Eviku tilted his long, tapering head thoughtfully. “They do have a sessile phase on planetary surfaces,” the Arkenite pointed out. “It stands to reason that their metabolism might require a gravity field aligned that way. It could have evolved naturally.”
Norellis studied the image skeptically. “It sure looksartificial. The way the distortion generators are arranged in regular rings.”
“I’ve seen deep-sea organisms on Arken and Earth with similar arrays of lights.”
Cadet Orilly reared up onto her hind legs for a moment to get a different angle on the holotank display. It wasn’t something Jaza saw her do very often, except to fit into a turbolift. “The generators themselves are clearly organic.”
“True,” Jaza said. “And they don’t function like any warp engines I know about.” How they actually did work was still something of a mystery, as with most of the cosmozoans that possessed FTL or subspace capabilities.
“But how could warp drive evolve naturally?”
Jaza pursed his lips. “Our findings as we approach Vela support the hypothesis that cosmozoans originate in star-formation zones. Those zones can be turbulent in subspace as well as normal space, and that can weaken the boundary between the domains. It’s possible some life-forms could evolve to take advantage of those conditions.” Some cosmozoans seemed to exist partly in subspace to begin with. There were some, like the “vampire cloud” that had destroyed the Farragutin the 2250s and a similar creature battled by the Klingons in the 2310s, which had the ability to change mass and composition, implying that they extended into higher dimensions. For a being that existed partly or mostly in subspace, evolving warp capability didn’t seem quite so implausible. Jaza was still skeptical, but he had to admit his initial certainty was starting to waver.

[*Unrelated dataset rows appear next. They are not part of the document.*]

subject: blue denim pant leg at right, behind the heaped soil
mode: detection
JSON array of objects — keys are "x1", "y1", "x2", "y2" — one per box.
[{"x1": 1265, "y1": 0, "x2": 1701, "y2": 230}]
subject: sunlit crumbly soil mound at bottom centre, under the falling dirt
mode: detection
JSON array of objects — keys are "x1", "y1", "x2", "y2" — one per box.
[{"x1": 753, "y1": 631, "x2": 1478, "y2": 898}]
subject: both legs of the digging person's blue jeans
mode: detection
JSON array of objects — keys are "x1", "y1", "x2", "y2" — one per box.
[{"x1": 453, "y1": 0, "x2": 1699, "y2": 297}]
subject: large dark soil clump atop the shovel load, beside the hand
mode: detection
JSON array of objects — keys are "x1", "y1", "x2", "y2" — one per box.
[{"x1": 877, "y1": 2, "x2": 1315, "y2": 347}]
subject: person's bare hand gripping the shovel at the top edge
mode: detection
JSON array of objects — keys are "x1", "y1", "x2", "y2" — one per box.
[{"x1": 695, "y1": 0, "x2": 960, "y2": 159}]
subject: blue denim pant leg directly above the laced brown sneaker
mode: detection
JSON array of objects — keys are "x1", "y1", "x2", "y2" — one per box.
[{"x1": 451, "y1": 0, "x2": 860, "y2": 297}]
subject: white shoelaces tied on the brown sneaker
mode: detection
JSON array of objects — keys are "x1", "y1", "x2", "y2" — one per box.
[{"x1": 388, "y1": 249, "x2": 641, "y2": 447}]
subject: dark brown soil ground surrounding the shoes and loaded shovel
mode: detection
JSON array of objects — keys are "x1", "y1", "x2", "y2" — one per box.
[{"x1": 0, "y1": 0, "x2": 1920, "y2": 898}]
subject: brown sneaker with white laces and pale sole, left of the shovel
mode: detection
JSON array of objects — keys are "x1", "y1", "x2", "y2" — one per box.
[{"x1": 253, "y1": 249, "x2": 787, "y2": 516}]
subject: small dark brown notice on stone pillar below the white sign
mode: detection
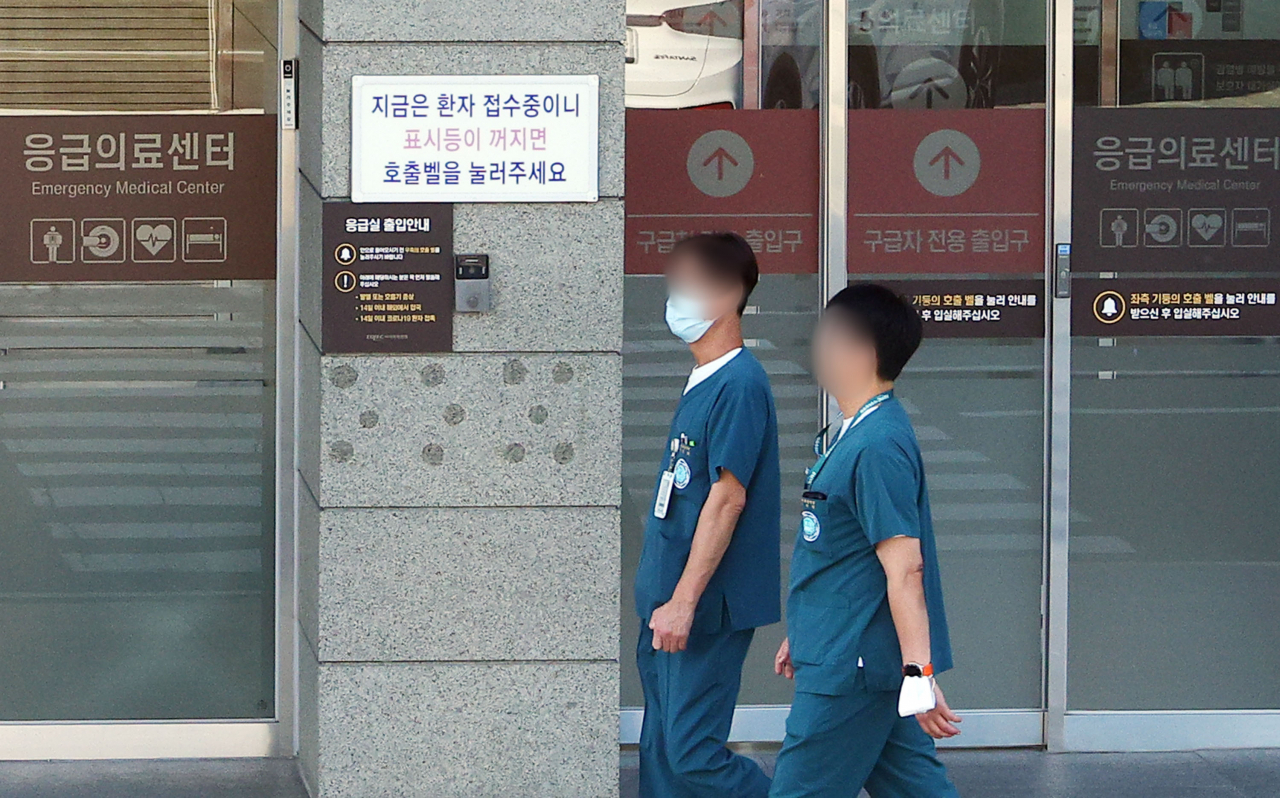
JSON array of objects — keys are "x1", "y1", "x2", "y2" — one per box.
[{"x1": 321, "y1": 202, "x2": 453, "y2": 355}]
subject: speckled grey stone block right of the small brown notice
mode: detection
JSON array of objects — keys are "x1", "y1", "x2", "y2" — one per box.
[{"x1": 453, "y1": 200, "x2": 626, "y2": 352}]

“But what’s the evolutionary incentive for warp drive?” Norellis asked.
“It would give a clear survival advantage,” Eviku said. “Cosmozoans need energy and matter to feed on, and that means star systems, which are light-years apart. And it allows much faster escape from cosmic disasters.”
Jaza worked the controls for the multispatial sensor array, studying its readings. “It looks as though the distortion generators extend partly into subspace. Although the rest of the star-jellies are strictly three-dimensional.”
“Could the generators once have been autonomous organisms that the jellies incorporated into their anatomy?” Orilly asked. “Like the mitochondria in humanoid cells?”
“Or they could’ve been added by someone later,” Norellis countered. “I mean, that’s obviously the more likely answer.”
“Too many wrong ideas have been called obvious in the past, Kent,” said Jaza. “It’s not a word I like to hear in my department. We should at least consider possible natural explanations for their traits before we assume they must be artificial.”